Stanley Asimov (/ˈæzɪmɒv/; July 25, 1929 – August 16, 1995) was an American journalist and vice-president of the Long Island newspaper Newsday.

Early life 

Asimov was born in Brooklyn, New York on July 25, 1929. Asimov's parents were Anna Rachel (née Berman) and Judah Asimov, a family of Russian-Jewish millers. He was the brother of author Isaac Asimov and Marcia Minnie Repanes. After becoming established in the U.S., his parents owned a succession of candy stores in which everyone in the family was expected to work. Asimov graduated from New York University and the Columbia Graduate School of Journalism in 1952.

Career 

In 1952, Asimov started working as a political reporter for the Long Island Newsday. After several editing positions, he became a publisher assistant in the late 1960s. He also held the position of vice president until the early 1990s before his retirement.

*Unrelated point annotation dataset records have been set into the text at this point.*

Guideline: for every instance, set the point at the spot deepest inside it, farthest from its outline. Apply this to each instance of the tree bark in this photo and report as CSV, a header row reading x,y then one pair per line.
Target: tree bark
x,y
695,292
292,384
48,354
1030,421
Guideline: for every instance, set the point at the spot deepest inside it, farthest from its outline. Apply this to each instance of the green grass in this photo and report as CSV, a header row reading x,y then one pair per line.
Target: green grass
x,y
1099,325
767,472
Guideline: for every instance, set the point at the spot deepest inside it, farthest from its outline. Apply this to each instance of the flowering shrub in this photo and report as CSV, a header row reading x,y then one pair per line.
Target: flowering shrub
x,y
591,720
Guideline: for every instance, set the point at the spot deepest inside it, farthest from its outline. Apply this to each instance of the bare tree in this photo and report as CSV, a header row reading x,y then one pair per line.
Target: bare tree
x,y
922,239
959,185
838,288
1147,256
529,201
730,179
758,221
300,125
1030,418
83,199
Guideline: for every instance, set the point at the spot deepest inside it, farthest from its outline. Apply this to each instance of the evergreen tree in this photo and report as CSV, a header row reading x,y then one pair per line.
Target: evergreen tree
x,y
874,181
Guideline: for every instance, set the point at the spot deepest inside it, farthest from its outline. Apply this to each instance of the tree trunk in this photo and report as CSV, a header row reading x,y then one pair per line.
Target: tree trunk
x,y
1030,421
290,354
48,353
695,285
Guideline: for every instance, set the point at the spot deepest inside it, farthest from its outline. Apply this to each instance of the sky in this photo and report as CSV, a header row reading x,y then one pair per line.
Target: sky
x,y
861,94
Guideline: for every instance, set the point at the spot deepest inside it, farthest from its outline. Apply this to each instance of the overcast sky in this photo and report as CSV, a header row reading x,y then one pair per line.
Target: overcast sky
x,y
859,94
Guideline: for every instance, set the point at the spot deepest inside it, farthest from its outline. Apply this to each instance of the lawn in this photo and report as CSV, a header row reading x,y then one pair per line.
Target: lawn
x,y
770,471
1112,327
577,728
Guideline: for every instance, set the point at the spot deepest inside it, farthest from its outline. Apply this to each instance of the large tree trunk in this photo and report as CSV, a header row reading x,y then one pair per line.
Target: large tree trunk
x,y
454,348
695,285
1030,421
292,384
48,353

After retiring, he edited a collection of letters by the author Isaac Asimov, his late brother, titled Yours, Isaac Asimov, published posthumously by Doubleday in October of 1995.

Personal life 
He married Ruth Evelyn Sheinaus (1922–2018) in 1955. They had two children: wine critic Eric and Nanette. Stanley adopted Ruth's son Dan by her previous marriage.

Death 

Asimov died on August 16, 1995 at Mount Sinai Hospital in Manhattan, of leukemia.